Evaluates how far the process is from the setpoint (desired value).

Aim: build a function that receives the DataFrame and a loop and returns the mean absolute error (sum(abs(SP - PV)) / n_samples)

In [None]:
# select data from a loop (FIC14, for example)
Loop = 'FIC14'
df_loop = df[df['Loop'] == loop]
df_loop

Unnamed: 0_level_0,Values,Quality,Loop,Variable
Time,Unnamed: 1_level_1,Unnamed: 2_level_1,Unnamed: 3_level_1,Unnamed: 4_level_1
2017-10-06 12:00:04.053,-0.258846,2,FIC32,MV
2017-10-06 12:00:06.112,-0.257385,2,FIC32,MV
2017-10-06 12:00:11.245,-0.255822,2,FIC32,MV
2017-10-06 12:00:13.289,-0.252765,2,FIC32,MV
2017-10-06 12:00:15.348,-0.246819,2,FIC32,MV
...,...,...,...,...
2017-10-08 23:59:50.867,0.152602,2,FIC32,SP
2017-10-08 23:59:52.927,0.153993,2,FIC32,SP
2017-10-08 23:59:54.986,0.154287,2,FIC32,SP
2017-10-08 23:59:57.045,0.155125,2,FIC32,SP


In [None]:
# create pv and sp series selecting only the Values column
pv = df_loop[df_loop['Variable'] == 'PV']['Values']
sp = df_loop[df_loop['Variable'] == 'SP']['Values']

In [None]:
# resample the data to the same base. 
# it is necessary, since the data for pv and sp were not collected at the same time
pv_resample = pv.resample('1min').mean()
sp_resample = sp.resample('1min').mean()

In [None]:
# concatenate both variables to the same DataFrame, rename columns 
df_concat = pd.concat((pv_resample, sp_resample), axis=1)
df_concat.columns = ['pv', 'sp']
df_concat

Unnamed: 0_level_0,pv,sp
Time,Unnamed: 1_level_1,Unnamed: 2_level_1
2017-10-06 12:00:00,-0.171397,-0.163987
2017-10-06 12:01:00,-0.152549,-0.148668
2017-10-06 12:02:00,-0.140740,-0.132039
2017-10-06 12:03:00,-0.119967,-0.116020
2017-10-06 12:04:00,-0.106370,-0.099093
...,...,...
2017-10-08 23:55:00,0.113487,0.126253
2017-10-08 23:56:00,,
2017-10-08 23:57:00,0.145568,0.152173
2017-10-08 23:58:00,0.150804,0.152293


In [None]:
# fill nan values using method backfill
df_concat = df_concat.fillna(method='backfill')
df_concat

Unnamed: 0_level_0,pv,sp
Time,Unnamed: 1_level_1,Unnamed: 2_level_1
2017-10-06 12:00:00,-0.171397,-0.163987
2017-10-06 12:01:00,-0.152549,-0.148668
2017-10-06 12:02:00,-0.140740,-0.132039
2017-10-06 12:03:00,-0.119967,-0.116020
2017-10-06 12:04:00,-0.106370,-0.099093
...,...,...
2017-10-08 23:55:00,0.113487,0.126253
2017-10-08 23:56:00,0.145568,0.152173
2017-10-08 23:57:00,0.145568,0.152173
2017-10-08 23:58:00,0.150804,0.152293


In [None]:
# evaluate the mean absolute error
sum(abs(df_concat['pv'] - df_concat['sp'])) / len(df_concat)

0.0032951240510434186

In [None]:
# function with all steps
def mae(df, loop):
    # select data from a loop (FIC14, for example)
    df_loop = df[df['Loop'] == loop]
    df_loop

    # create pv and sp series selecting only the Values column
    pv = df_loop[df_loop['Variable'] == 'PV']['Values']
    sp = df_loop[df_loop['Variable'] == 'SP']['Values']

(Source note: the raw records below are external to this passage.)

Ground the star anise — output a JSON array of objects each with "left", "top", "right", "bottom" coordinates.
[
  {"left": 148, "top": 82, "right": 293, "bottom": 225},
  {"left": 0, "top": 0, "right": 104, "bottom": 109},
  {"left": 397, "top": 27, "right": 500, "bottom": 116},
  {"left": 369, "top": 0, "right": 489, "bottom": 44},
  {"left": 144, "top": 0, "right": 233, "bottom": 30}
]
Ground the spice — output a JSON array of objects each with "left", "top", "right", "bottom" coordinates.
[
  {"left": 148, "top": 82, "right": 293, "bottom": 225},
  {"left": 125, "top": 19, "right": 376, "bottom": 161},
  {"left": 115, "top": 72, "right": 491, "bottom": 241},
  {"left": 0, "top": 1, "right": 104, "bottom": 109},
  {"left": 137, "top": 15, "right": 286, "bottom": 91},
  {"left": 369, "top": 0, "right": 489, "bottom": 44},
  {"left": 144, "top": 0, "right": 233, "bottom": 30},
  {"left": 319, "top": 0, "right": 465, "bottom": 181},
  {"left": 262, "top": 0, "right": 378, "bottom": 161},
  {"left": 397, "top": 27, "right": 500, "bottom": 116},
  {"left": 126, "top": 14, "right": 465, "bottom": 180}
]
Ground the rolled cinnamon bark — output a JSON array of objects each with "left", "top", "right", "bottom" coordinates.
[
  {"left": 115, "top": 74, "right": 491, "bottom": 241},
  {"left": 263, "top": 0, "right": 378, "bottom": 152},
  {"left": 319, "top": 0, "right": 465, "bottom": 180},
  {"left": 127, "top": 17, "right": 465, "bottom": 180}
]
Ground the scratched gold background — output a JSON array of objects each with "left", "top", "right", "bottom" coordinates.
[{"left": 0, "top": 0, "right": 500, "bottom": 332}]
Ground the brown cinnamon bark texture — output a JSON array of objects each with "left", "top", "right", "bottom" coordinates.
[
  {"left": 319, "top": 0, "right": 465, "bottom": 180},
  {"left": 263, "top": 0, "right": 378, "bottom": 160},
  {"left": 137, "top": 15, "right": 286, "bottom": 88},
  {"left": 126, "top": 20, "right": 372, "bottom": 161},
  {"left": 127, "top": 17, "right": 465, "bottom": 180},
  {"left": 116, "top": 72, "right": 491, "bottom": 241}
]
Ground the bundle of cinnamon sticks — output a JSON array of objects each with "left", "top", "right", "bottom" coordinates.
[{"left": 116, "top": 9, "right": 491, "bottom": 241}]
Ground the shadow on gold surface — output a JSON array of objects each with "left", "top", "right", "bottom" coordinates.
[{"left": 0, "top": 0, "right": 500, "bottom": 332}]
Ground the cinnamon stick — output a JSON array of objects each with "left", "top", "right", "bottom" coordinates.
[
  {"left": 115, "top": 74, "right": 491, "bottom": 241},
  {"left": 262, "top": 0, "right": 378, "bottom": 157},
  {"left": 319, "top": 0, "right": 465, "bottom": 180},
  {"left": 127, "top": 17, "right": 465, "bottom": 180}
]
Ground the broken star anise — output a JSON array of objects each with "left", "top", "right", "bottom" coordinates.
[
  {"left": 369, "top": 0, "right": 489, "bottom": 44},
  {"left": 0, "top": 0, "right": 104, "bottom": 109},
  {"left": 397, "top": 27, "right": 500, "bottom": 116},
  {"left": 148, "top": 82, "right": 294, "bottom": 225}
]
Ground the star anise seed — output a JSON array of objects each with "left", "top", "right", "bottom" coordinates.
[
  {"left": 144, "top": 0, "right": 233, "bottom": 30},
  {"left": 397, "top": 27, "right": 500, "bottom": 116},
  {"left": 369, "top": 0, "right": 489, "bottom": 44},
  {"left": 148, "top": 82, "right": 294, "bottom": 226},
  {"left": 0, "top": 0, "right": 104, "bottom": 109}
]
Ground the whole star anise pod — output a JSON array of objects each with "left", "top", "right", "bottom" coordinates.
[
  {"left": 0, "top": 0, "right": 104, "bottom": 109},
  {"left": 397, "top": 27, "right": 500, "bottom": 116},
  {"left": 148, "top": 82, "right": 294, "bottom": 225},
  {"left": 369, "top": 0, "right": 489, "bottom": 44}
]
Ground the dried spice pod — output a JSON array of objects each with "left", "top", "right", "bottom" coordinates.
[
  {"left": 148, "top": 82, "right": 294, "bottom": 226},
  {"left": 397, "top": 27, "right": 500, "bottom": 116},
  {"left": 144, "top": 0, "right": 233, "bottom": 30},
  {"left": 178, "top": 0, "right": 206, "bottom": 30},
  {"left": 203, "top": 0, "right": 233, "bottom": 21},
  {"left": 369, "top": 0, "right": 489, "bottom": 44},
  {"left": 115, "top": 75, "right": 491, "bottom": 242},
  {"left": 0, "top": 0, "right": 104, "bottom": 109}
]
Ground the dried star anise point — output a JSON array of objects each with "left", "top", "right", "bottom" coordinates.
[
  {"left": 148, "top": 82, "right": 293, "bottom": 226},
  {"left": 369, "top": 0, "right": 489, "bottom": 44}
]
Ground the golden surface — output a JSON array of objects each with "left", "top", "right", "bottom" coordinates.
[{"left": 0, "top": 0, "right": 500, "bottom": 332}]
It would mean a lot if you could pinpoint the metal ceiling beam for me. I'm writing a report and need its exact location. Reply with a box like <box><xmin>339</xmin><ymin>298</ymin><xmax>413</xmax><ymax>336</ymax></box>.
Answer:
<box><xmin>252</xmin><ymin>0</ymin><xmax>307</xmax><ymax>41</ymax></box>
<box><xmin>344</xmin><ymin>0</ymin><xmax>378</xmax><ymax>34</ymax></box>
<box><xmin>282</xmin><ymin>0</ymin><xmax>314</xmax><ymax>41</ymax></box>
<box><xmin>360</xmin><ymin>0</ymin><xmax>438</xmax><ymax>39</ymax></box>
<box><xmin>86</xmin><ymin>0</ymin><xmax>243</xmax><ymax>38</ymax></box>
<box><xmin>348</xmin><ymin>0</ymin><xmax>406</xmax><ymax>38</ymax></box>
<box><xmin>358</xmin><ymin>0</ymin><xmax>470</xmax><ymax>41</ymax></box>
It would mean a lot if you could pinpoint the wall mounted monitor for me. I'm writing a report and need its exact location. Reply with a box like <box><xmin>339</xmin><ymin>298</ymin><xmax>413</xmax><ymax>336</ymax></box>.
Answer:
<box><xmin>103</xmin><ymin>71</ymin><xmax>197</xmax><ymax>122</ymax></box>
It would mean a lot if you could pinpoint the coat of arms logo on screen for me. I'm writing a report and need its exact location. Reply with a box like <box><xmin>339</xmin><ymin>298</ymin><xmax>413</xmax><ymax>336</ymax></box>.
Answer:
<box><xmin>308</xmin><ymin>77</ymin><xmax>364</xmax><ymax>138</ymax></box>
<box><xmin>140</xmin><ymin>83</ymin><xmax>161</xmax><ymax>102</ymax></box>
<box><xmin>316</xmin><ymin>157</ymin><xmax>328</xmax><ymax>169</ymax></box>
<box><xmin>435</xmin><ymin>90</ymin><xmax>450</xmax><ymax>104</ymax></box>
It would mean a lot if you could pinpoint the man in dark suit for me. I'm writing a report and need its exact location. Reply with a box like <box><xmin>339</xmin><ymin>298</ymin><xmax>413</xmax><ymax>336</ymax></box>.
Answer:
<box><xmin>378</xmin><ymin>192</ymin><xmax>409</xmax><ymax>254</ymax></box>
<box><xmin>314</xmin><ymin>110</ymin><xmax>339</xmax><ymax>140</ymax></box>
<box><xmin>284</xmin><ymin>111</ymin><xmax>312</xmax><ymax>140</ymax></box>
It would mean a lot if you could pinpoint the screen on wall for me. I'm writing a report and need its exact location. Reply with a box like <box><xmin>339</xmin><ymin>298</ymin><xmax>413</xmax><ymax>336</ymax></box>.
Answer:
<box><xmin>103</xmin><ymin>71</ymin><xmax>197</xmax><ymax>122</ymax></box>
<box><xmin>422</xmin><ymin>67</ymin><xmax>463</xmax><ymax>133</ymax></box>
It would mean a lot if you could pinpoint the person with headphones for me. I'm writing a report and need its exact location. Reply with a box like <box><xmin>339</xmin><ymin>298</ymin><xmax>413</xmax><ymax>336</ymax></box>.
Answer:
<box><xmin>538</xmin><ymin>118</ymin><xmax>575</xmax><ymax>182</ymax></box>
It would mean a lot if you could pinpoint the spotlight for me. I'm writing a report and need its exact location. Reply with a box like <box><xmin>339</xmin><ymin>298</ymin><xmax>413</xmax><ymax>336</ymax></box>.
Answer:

    # resample the data to the same base. 
    # it is necessary, since the data for pv and sp were not collected at the same time
    pv_resample = pv.resample('1min').mean()
    sp_resample = sp.resample('1min').mean()

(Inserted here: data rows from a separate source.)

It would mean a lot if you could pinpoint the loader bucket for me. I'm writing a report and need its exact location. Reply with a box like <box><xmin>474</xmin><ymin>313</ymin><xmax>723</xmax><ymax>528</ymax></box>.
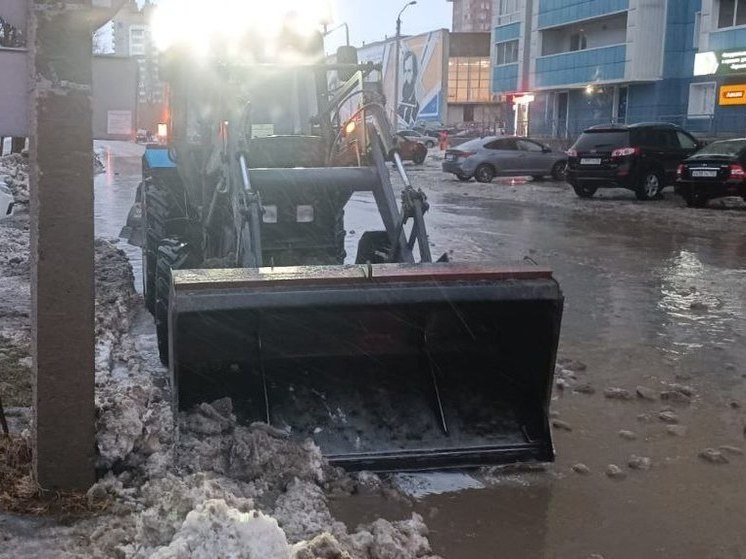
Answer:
<box><xmin>169</xmin><ymin>263</ymin><xmax>563</xmax><ymax>471</ymax></box>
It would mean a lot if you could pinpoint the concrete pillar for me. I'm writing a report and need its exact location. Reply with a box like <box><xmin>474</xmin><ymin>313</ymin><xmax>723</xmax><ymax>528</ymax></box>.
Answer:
<box><xmin>28</xmin><ymin>0</ymin><xmax>95</xmax><ymax>490</ymax></box>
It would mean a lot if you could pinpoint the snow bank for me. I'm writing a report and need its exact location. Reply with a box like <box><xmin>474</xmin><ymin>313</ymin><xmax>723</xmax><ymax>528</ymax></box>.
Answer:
<box><xmin>0</xmin><ymin>153</ymin><xmax>29</xmax><ymax>206</ymax></box>
<box><xmin>0</xmin><ymin>202</ymin><xmax>442</xmax><ymax>559</ymax></box>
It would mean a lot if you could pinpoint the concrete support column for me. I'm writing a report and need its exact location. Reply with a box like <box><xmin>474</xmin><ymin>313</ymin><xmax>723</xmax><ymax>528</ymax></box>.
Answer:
<box><xmin>28</xmin><ymin>0</ymin><xmax>95</xmax><ymax>490</ymax></box>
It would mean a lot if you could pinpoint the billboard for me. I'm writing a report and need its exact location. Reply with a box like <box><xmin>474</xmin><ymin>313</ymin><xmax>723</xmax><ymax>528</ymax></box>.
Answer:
<box><xmin>694</xmin><ymin>49</ymin><xmax>746</xmax><ymax>76</ymax></box>
<box><xmin>719</xmin><ymin>84</ymin><xmax>746</xmax><ymax>107</ymax></box>
<box><xmin>383</xmin><ymin>30</ymin><xmax>447</xmax><ymax>128</ymax></box>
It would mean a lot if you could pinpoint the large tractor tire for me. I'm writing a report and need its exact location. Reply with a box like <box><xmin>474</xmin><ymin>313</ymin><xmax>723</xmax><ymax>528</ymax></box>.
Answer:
<box><xmin>141</xmin><ymin>179</ymin><xmax>184</xmax><ymax>315</ymax></box>
<box><xmin>154</xmin><ymin>237</ymin><xmax>199</xmax><ymax>365</ymax></box>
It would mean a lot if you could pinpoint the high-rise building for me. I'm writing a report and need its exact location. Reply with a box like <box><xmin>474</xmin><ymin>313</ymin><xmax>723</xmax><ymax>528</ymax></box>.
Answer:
<box><xmin>112</xmin><ymin>0</ymin><xmax>166</xmax><ymax>132</ymax></box>
<box><xmin>492</xmin><ymin>0</ymin><xmax>746</xmax><ymax>140</ymax></box>
<box><xmin>448</xmin><ymin>0</ymin><xmax>493</xmax><ymax>33</ymax></box>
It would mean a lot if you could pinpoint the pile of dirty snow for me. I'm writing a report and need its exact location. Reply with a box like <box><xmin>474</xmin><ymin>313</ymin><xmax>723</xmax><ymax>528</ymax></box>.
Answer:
<box><xmin>0</xmin><ymin>202</ymin><xmax>442</xmax><ymax>559</ymax></box>
<box><xmin>0</xmin><ymin>153</ymin><xmax>29</xmax><ymax>206</ymax></box>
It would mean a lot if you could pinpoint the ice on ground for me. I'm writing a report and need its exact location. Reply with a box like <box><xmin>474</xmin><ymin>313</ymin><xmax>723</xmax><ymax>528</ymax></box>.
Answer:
<box><xmin>0</xmin><ymin>211</ymin><xmax>438</xmax><ymax>559</ymax></box>
<box><xmin>393</xmin><ymin>472</ymin><xmax>485</xmax><ymax>499</ymax></box>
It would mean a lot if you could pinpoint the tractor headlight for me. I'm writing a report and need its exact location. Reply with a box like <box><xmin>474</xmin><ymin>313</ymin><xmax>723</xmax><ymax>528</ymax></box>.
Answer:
<box><xmin>295</xmin><ymin>206</ymin><xmax>314</xmax><ymax>223</ymax></box>
<box><xmin>262</xmin><ymin>206</ymin><xmax>277</xmax><ymax>223</ymax></box>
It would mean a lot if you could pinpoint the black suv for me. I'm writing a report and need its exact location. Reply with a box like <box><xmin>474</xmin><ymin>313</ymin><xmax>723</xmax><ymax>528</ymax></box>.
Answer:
<box><xmin>567</xmin><ymin>123</ymin><xmax>701</xmax><ymax>200</ymax></box>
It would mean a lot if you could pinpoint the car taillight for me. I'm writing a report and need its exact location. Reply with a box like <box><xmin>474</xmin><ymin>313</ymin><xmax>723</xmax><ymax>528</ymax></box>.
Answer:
<box><xmin>611</xmin><ymin>148</ymin><xmax>640</xmax><ymax>157</ymax></box>
<box><xmin>728</xmin><ymin>163</ymin><xmax>746</xmax><ymax>179</ymax></box>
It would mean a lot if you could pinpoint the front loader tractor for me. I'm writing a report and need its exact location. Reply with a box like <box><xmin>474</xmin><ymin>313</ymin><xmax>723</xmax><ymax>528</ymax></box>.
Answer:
<box><xmin>123</xmin><ymin>6</ymin><xmax>563</xmax><ymax>471</ymax></box>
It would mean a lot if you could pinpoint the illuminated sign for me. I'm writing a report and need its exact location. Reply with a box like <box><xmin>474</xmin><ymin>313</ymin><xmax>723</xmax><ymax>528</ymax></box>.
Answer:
<box><xmin>719</xmin><ymin>83</ymin><xmax>746</xmax><ymax>106</ymax></box>
<box><xmin>506</xmin><ymin>93</ymin><xmax>536</xmax><ymax>105</ymax></box>
<box><xmin>694</xmin><ymin>49</ymin><xmax>746</xmax><ymax>76</ymax></box>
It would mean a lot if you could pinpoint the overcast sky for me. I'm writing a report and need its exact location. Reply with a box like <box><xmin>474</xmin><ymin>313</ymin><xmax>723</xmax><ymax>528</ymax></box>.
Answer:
<box><xmin>138</xmin><ymin>0</ymin><xmax>453</xmax><ymax>52</ymax></box>
<box><xmin>327</xmin><ymin>0</ymin><xmax>453</xmax><ymax>51</ymax></box>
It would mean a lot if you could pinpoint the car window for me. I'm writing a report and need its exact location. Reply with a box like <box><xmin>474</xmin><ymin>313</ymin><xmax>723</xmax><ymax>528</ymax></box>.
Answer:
<box><xmin>676</xmin><ymin>131</ymin><xmax>697</xmax><ymax>149</ymax></box>
<box><xmin>684</xmin><ymin>140</ymin><xmax>746</xmax><ymax>157</ymax></box>
<box><xmin>516</xmin><ymin>140</ymin><xmax>544</xmax><ymax>152</ymax></box>
<box><xmin>484</xmin><ymin>138</ymin><xmax>518</xmax><ymax>151</ymax></box>
<box><xmin>634</xmin><ymin>128</ymin><xmax>679</xmax><ymax>149</ymax></box>
<box><xmin>573</xmin><ymin>130</ymin><xmax>629</xmax><ymax>151</ymax></box>
<box><xmin>457</xmin><ymin>138</ymin><xmax>487</xmax><ymax>150</ymax></box>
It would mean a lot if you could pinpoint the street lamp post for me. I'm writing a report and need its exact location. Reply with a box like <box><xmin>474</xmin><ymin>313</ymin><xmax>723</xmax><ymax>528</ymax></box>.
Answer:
<box><xmin>394</xmin><ymin>0</ymin><xmax>417</xmax><ymax>130</ymax></box>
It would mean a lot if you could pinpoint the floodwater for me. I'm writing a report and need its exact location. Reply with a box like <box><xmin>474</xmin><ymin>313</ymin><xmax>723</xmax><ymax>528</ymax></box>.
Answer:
<box><xmin>96</xmin><ymin>144</ymin><xmax>746</xmax><ymax>559</ymax></box>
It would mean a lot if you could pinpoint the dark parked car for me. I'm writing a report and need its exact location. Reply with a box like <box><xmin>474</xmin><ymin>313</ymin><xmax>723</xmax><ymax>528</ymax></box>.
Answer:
<box><xmin>394</xmin><ymin>132</ymin><xmax>427</xmax><ymax>165</ymax></box>
<box><xmin>674</xmin><ymin>138</ymin><xmax>746</xmax><ymax>208</ymax></box>
<box><xmin>443</xmin><ymin>136</ymin><xmax>567</xmax><ymax>182</ymax></box>
<box><xmin>567</xmin><ymin>123</ymin><xmax>701</xmax><ymax>200</ymax></box>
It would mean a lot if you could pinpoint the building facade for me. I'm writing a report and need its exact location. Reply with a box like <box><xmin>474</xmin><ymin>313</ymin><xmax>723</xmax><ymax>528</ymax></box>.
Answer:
<box><xmin>448</xmin><ymin>0</ymin><xmax>494</xmax><ymax>33</ymax></box>
<box><xmin>109</xmin><ymin>0</ymin><xmax>167</xmax><ymax>133</ymax></box>
<box><xmin>344</xmin><ymin>29</ymin><xmax>497</xmax><ymax>129</ymax></box>
<box><xmin>492</xmin><ymin>0</ymin><xmax>746</xmax><ymax>139</ymax></box>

    # concatenate both variables to the same DataFrame, rename columns 
    df_concat = pd.concat((pv_resample, sp_resample), axis=1)
    df_concat.columns = ['pv', 'sp']

    # fillna with backfill method
    df_concat = df_concat.fillna(method='backfill')

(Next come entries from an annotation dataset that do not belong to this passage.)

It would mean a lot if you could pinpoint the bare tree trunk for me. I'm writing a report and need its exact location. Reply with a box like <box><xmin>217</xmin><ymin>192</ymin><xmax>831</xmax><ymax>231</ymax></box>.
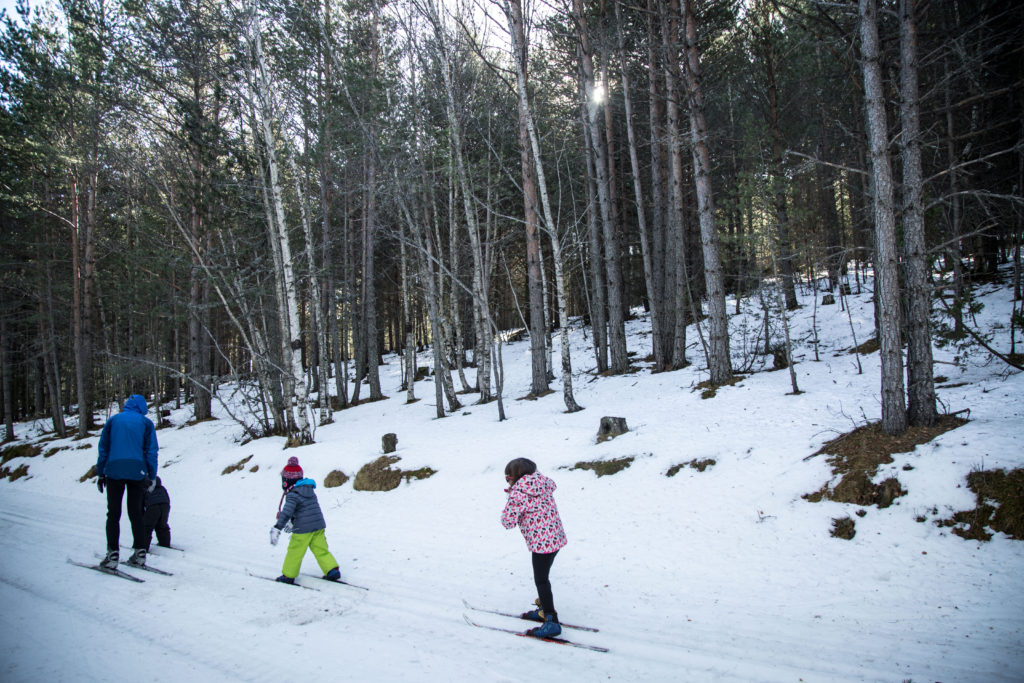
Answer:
<box><xmin>615</xmin><ymin>0</ymin><xmax>665</xmax><ymax>370</ymax></box>
<box><xmin>507</xmin><ymin>0</ymin><xmax>548</xmax><ymax>396</ymax></box>
<box><xmin>398</xmin><ymin>219</ymin><xmax>416</xmax><ymax>403</ymax></box>
<box><xmin>899</xmin><ymin>0</ymin><xmax>938</xmax><ymax>426</ymax></box>
<box><xmin>683</xmin><ymin>0</ymin><xmax>732</xmax><ymax>384</ymax></box>
<box><xmin>0</xmin><ymin>309</ymin><xmax>16</xmax><ymax>443</ymax></box>
<box><xmin>572</xmin><ymin>0</ymin><xmax>630</xmax><ymax>375</ymax></box>
<box><xmin>859</xmin><ymin>0</ymin><xmax>906</xmax><ymax>435</ymax></box>
<box><xmin>647</xmin><ymin>0</ymin><xmax>671</xmax><ymax>370</ymax></box>
<box><xmin>579</xmin><ymin>59</ymin><xmax>608</xmax><ymax>374</ymax></box>
<box><xmin>506</xmin><ymin>0</ymin><xmax>583</xmax><ymax>413</ymax></box>
<box><xmin>288</xmin><ymin>154</ymin><xmax>333</xmax><ymax>425</ymax></box>
<box><xmin>39</xmin><ymin>253</ymin><xmax>68</xmax><ymax>437</ymax></box>
<box><xmin>249</xmin><ymin>7</ymin><xmax>313</xmax><ymax>444</ymax></box>
<box><xmin>361</xmin><ymin>152</ymin><xmax>384</xmax><ymax>400</ymax></box>
<box><xmin>758</xmin><ymin>7</ymin><xmax>798</xmax><ymax>310</ymax></box>
<box><xmin>658</xmin><ymin>0</ymin><xmax>688</xmax><ymax>370</ymax></box>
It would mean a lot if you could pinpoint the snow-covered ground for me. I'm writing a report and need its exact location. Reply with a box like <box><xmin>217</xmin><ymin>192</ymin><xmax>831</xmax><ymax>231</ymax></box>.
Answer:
<box><xmin>0</xmin><ymin>278</ymin><xmax>1024</xmax><ymax>683</ymax></box>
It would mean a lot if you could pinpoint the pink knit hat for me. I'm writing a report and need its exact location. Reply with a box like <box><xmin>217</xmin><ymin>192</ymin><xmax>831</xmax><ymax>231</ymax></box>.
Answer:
<box><xmin>281</xmin><ymin>456</ymin><xmax>302</xmax><ymax>481</ymax></box>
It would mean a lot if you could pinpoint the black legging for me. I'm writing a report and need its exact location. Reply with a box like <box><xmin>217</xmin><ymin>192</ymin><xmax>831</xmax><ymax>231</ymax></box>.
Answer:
<box><xmin>106</xmin><ymin>479</ymin><xmax>148</xmax><ymax>551</ymax></box>
<box><xmin>534</xmin><ymin>550</ymin><xmax>558</xmax><ymax>614</ymax></box>
<box><xmin>142</xmin><ymin>503</ymin><xmax>171</xmax><ymax>550</ymax></box>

    res = sum(abs(df_concat['pv'] - df_concat['sp'])) / len(df_concat)

    return res

In [None]:
# test the function
mae(df, 'FIC41')

0.012941068331087643

# Possible improvements

* include period selection to the function, so it would be possible to evaluate the indicator based on time range.
* add filter to valve travel indicator to attenuate noise before calculating the travel.
* evaluate other indicators, such as: oscillation detection, slow control, spikes, no signal, saturation.